Resolusi tersebut bertujuan mengizinkan penggunaan "kekuatan bersifat defensif" untuk melindungi jalur pelayaran di Selat Hormuz dari serangan Iran.
Penundaan dilakukan karena PBB memperingati Jumat Agung sebagai hari libur umum.
Hingga berita ini diturunkan, belum ada tanggal baru yang ditetapkan untuk pemungutan suara.
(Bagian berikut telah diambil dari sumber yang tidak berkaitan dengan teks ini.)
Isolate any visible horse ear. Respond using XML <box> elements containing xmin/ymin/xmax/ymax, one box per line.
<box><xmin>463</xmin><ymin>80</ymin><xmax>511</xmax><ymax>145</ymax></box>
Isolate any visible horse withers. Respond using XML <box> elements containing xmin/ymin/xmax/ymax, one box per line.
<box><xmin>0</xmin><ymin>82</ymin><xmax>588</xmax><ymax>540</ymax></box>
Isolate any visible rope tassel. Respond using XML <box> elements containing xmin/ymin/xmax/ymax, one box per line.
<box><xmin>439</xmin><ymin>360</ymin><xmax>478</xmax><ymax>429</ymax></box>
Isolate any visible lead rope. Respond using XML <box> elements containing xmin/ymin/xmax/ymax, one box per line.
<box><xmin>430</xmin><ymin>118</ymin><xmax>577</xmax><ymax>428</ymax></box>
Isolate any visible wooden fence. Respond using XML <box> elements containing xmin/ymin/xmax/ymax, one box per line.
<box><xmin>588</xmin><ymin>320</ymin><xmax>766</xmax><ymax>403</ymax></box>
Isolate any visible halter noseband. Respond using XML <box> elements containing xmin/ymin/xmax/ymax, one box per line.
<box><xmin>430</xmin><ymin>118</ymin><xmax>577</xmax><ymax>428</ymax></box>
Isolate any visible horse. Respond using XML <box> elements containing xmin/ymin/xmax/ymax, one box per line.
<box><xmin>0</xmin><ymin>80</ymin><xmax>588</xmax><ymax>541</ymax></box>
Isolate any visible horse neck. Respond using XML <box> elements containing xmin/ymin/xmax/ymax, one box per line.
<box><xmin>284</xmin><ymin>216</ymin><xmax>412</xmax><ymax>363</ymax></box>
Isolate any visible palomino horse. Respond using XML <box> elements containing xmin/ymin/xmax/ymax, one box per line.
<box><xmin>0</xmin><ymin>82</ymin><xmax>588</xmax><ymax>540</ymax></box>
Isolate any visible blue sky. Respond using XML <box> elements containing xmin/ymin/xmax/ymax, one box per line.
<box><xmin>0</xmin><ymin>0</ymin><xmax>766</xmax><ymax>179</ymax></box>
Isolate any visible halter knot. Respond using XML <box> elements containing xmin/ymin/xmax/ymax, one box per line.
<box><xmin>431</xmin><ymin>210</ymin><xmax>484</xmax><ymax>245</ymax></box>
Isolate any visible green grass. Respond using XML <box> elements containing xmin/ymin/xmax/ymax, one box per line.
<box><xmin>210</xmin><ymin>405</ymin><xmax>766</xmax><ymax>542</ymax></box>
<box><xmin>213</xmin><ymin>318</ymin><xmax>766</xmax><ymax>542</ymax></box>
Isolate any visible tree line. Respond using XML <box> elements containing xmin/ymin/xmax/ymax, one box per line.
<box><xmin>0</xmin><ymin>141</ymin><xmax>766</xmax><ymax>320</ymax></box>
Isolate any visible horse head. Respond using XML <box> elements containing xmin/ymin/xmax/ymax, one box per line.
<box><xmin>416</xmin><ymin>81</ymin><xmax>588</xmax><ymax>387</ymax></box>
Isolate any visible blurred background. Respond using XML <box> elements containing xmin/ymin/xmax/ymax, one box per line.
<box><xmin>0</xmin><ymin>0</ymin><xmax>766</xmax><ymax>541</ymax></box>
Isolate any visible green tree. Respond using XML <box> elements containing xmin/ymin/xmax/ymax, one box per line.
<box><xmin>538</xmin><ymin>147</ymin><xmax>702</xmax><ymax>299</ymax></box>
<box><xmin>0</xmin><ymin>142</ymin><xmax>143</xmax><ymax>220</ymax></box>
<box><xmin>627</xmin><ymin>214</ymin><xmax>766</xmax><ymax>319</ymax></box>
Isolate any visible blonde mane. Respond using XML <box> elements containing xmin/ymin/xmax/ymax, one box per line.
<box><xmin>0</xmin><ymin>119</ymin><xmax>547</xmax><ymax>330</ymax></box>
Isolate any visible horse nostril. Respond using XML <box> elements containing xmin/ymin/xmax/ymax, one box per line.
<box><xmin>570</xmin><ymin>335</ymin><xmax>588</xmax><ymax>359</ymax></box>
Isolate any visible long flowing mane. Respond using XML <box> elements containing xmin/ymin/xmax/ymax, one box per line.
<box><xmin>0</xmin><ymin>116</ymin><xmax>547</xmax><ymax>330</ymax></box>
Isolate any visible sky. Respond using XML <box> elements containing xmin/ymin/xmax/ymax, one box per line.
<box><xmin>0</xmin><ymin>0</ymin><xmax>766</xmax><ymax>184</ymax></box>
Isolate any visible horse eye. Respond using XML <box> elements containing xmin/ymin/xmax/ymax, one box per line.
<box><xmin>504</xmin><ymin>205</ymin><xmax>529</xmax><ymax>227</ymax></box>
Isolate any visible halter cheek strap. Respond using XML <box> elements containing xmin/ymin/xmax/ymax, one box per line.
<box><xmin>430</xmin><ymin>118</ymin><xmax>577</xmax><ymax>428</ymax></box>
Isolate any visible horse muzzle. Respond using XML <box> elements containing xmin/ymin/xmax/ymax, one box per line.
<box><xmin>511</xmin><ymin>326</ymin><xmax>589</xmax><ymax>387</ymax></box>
Draf resolusi keenam dan terakhir yang dilihat AFP memberi lampu hijau kepada negara anggota untuk menggunakan semua cara defensif yang diperlukan dan sepadan dengan keadaan guna mengamankan jalur transit dan mencegah upaya menutup, menghalangi, atau mengganggu navigasi internasional melalui Selat Hormuz.
Resolusi ini telah melalui sejumlah amandemen untuk meraih dukungan negara-negara yang skeptis seperti Rusia, China, dan Prancis.
Revisi terbaru tidak lagi secara eksplisit merujuk pada Bab 7 Piagam PBB yang mengizinkan penggunaan kekuatan bersenjata, serta menekankan sifat pertahanan dari intervensi tersebut.
Menanggapi rencana voting tersebut, Menteri Luar Negeri Iran Abbas Araghchi memperingatkan DK PBB agar tidak melakukan "tindakan provokatif".
"Tindakan provokatif apa pun oleh para agresor dan pendukung mereka, termasuk di Dewan Keamanan PBB mengenai situasi di Selat Hormuz, hanya akan memperumit situasi," tegas Araghchi.